A fine novembre il detenuto veniva trovato morto nel centro diagnostico terapeutico del carcere dove si trovava dagli agenti di polizia penitenziaria.

La sentenza

Secondo la Cassazione il peggioramento delle condizioni di salute, avrebbe dovuto indurre il medico a trasferire presso una struttura esterna il paziente, in una logica di prevalenza della salute del paziente rispetto alle esigenze “special-preventive” connesse al regime carcerario. Un criterio, questo, in linea sia con il principio di umanizzazione sia con la finalità rieducativa della pena.

La Cassazione afferma in tal senso che “la tutela del diritto alla salute delle persone private della libertà personale si ricavain primo luogo, in via interpretativa dalla Dichiarazione Universale dei diritti dell’uomo e dalla Convenzione EDU, che sostanzialmente fanno riferimento al divieto di sottoporre i detenuti a trattamenti disumani e degradanti, sulla scorta di principi giurisprudenziali ricavati dalla Corte EDU, che riconducono il diritto alla salute nell’alveo dei diritti garantiti in ambito internazionale, quale corollario del diritto alla vita e della dignità umana”.

 

“Tali principi e regole – continuano i giudicisi pongono in linea sia con il principio di umanizzazione sia con la finalità rieducativa della pena, se ed in quanto entrambi postulano il perseguimento di una piena ed efficace tutela del diritto alla salute del condannato, posto che solo una condizione di benessere psico-fisico dello stesso può garantire il suo recupero e perciò il suo reinserimento sociale. In tal senso quindi, in ossequio all’art. 27 Cost. e ai suoi corollari, il detenuto ha diritto alla tutela della sua salute sia fisica che mentale, posto che in effetti la pena può svolgere la propria funzione rieducativa verosimilmente su una persona mentalmente in grado di comprenderne la portata e il significato”.

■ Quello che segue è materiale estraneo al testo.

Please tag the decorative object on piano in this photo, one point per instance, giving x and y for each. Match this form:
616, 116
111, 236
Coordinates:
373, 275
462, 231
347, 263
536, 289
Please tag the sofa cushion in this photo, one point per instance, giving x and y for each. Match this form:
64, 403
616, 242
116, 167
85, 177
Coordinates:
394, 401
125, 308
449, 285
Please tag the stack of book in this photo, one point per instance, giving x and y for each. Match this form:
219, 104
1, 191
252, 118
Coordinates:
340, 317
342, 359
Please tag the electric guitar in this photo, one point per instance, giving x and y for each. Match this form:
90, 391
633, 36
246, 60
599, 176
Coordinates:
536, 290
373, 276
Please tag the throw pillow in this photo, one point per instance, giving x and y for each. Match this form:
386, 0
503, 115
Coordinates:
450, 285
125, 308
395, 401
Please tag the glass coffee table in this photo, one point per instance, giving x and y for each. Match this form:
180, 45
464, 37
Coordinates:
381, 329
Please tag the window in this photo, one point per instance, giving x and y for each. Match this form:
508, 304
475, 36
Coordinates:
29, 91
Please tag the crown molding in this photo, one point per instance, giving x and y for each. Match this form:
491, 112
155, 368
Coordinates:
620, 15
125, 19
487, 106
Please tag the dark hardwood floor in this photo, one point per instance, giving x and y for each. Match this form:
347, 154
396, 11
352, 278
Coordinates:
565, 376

Secondo la pronuncia della Cassazione: “in tema di colpa professionale medica, l’instaurazione del rapporto terapeutico tra medico e paziente è fonte della posizione di garanzia che il primo assume nei confronti del secondo, e da cui deriva l’obbligo di attivarsi a tutela della salute e della vita. Inoltre, va anche rammentato che la titolarità di una posizione di garanzia non comporta, in presenza del verificarsi dell’evento, un automatico addebito di responsabilità colposa a carico del garante, imponendo il principio di colpevolezza la verifica in concreto della sussistenza della violazione di una regola cautelare (generica o specifica) volta a prevenire l’evento, nonché della sussistenza del nesso causale tra la condotta ascrivibile al garante e l’evento dannoso”.